The other day as I was visiting a church in the older part of town to take pictures. The church is pretty old and they have a small gift shop in the base where you pay a small fee to go up to the top of the tower. While I was waiting to pay to go up, an elderly woman who was accompanied by a man with only one arm was talking to the cashier. I was standing there, zoning out, waiting to pay so I wasn't intentionally listening in on their conversation but it caught my attention after about a minute. I had missed the first part of her conversation but she was talking about when Rostock was bombed by the Allies during World War II. How she was outside when it first started to happen and rushed inside for shelter. She said she was lucky to be alive because her neighbor's house had been completely destroyed.

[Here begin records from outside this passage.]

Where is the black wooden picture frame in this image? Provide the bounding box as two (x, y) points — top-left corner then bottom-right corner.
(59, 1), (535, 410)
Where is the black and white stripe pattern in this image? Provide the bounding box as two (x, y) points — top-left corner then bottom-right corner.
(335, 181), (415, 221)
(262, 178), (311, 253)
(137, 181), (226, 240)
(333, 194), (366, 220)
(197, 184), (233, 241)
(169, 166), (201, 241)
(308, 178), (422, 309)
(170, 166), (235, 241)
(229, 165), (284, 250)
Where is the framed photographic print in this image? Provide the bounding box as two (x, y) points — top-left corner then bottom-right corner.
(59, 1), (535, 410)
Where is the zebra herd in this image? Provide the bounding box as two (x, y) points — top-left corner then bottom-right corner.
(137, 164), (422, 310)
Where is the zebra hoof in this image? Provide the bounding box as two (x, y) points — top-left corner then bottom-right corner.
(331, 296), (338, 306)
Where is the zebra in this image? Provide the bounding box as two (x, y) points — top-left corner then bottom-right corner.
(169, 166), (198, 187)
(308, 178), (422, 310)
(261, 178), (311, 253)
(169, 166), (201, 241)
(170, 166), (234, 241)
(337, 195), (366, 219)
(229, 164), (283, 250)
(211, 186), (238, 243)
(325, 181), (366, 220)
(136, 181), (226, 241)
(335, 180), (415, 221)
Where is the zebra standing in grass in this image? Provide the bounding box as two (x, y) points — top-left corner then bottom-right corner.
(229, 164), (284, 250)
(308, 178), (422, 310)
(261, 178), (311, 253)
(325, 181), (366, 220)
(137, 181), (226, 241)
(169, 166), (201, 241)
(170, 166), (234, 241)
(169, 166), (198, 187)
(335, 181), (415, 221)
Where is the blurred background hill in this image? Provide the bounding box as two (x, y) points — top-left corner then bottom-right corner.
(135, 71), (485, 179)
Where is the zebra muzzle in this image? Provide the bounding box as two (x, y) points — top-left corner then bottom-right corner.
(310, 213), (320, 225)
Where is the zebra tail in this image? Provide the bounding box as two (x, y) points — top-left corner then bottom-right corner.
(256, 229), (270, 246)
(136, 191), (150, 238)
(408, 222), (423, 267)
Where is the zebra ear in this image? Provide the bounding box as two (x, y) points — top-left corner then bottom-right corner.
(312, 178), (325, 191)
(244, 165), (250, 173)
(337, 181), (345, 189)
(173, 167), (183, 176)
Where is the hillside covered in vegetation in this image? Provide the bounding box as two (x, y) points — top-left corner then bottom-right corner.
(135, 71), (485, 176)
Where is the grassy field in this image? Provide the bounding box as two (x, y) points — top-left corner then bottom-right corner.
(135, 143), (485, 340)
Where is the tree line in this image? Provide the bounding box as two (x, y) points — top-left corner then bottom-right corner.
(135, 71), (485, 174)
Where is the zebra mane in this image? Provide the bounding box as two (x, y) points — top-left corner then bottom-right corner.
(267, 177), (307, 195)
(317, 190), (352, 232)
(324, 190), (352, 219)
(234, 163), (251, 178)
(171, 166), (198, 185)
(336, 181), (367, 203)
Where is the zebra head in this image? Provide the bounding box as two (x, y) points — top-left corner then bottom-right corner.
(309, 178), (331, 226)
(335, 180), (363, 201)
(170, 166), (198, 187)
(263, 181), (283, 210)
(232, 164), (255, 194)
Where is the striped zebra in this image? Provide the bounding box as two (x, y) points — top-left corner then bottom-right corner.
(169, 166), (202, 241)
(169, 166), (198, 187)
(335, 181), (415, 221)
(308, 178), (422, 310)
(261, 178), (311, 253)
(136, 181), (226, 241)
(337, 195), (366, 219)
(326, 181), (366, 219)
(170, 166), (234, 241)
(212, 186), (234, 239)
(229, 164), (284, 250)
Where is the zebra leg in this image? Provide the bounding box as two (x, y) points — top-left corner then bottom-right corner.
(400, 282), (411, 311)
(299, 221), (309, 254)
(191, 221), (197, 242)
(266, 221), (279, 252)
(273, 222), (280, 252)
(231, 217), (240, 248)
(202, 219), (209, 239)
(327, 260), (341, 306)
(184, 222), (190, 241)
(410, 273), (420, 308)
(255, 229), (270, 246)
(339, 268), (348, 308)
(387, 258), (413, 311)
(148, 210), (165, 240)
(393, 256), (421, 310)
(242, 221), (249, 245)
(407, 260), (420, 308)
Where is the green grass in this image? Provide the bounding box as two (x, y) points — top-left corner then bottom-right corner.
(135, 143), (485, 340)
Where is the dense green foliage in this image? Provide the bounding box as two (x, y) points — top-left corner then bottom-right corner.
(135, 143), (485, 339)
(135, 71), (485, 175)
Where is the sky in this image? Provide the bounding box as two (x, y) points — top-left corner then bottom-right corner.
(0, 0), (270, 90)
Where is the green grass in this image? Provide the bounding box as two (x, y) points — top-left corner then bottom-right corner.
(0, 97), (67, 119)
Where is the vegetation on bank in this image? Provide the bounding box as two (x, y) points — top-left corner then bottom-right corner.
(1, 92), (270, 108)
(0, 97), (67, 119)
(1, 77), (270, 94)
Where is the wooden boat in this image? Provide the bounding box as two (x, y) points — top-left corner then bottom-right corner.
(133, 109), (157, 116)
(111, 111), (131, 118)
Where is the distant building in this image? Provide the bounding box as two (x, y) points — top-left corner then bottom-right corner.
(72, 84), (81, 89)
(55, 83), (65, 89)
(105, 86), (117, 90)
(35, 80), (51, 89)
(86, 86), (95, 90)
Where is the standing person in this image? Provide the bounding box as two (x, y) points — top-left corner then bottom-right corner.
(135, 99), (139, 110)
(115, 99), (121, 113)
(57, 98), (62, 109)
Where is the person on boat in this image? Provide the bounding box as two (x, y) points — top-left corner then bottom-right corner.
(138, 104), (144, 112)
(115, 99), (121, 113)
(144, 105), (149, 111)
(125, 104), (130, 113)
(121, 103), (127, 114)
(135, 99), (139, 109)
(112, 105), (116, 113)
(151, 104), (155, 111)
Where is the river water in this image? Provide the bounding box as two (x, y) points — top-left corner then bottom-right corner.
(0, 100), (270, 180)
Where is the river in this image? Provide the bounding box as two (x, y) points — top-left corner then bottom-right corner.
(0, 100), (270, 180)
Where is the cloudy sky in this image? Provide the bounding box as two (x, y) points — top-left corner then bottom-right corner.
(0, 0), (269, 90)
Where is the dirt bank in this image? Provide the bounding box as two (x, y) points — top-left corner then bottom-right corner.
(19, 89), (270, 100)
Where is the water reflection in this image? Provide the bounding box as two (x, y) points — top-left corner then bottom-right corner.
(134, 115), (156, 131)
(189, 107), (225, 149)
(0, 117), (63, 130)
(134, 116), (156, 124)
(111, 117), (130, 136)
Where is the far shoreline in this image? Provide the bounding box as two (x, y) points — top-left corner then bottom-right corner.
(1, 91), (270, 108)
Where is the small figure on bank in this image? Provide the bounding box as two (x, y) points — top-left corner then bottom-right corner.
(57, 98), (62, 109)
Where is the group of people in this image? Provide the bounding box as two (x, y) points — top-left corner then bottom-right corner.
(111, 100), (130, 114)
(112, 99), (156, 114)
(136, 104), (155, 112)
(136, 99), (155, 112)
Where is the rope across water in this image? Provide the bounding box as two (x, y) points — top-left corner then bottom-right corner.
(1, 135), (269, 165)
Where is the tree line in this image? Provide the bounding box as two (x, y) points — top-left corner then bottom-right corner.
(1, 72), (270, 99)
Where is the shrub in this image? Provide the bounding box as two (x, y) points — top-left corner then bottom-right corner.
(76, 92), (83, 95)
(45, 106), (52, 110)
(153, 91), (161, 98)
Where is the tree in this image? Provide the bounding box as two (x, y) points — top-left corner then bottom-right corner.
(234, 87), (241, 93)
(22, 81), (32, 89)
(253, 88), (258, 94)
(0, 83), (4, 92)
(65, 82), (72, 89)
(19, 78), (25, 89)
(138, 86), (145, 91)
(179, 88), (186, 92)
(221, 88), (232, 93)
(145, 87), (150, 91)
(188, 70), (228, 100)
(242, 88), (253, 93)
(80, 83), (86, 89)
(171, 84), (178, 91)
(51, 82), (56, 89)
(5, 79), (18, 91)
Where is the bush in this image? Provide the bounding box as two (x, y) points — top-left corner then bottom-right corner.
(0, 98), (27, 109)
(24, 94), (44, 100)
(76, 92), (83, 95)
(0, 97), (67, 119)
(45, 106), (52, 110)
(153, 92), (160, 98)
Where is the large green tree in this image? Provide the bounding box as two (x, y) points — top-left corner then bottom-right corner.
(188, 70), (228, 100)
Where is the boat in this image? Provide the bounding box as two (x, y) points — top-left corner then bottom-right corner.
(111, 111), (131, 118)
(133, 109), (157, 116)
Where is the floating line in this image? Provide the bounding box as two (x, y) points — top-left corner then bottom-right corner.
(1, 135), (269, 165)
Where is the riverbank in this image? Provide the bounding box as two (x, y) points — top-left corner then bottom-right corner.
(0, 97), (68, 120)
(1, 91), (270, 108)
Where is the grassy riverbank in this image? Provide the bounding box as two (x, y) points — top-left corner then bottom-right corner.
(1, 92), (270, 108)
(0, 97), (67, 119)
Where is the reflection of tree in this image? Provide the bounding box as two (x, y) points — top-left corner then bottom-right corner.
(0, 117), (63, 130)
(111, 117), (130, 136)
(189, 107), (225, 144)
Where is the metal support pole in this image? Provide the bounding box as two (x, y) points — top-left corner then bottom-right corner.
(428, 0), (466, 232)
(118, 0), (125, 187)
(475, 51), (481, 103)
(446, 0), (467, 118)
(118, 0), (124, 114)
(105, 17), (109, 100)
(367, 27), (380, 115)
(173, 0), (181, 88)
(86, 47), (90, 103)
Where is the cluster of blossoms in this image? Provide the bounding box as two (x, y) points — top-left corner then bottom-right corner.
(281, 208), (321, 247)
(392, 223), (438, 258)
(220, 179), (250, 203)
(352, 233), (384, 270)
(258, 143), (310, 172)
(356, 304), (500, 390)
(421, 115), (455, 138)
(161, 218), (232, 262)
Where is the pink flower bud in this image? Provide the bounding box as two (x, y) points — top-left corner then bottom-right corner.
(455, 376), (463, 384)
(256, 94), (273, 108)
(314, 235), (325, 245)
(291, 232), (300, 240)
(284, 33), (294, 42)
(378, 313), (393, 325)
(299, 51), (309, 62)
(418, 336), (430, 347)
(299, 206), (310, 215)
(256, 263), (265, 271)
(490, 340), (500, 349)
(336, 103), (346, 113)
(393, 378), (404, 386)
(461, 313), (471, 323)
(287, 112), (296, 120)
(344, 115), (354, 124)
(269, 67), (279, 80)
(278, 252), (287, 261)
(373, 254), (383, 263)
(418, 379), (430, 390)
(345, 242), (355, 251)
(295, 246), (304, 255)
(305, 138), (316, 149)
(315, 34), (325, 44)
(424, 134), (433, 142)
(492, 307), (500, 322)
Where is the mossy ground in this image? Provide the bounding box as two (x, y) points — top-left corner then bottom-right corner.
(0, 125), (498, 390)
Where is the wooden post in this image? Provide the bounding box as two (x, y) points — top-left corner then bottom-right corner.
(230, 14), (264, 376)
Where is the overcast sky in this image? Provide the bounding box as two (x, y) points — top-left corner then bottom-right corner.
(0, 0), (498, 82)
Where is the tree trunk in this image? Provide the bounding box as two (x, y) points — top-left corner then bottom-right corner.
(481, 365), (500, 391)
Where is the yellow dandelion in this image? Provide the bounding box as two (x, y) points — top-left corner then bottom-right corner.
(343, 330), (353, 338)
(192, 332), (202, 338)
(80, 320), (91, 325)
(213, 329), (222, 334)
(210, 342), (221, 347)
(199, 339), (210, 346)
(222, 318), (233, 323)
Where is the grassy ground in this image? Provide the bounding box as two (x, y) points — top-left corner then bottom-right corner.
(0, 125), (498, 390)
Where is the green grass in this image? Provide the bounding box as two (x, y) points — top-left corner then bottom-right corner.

We all learn in school that there was a war, and it was bad. We occasionally see pictures like the ones above from the Allied bombing of Rostock in 1942 in books, but they rarely have any meaning to us. Underneath the two black and white photos I have pictures of the same areas today in 2009.
I've been living in Rostock for almost a month now. These are streets I walk every day without a second thought to their history. These pictures suddenly become very meaningful and humbling, to think that these things happened right here where I'm standing. How many people's lives were changed forever that day when the city was leveled to the ground?
Going abroad is about many things including gaining another culture's perspective to further your own. We often examine the differences in our cultures without wondering how we got there. It was 67 years ago, but however horrible, it helped shape the modern cultural perspective. This is hardly the whole reason for cultural differences, but if you think about it, you'd act a little differently if your neighborhood was bombed to the ground too.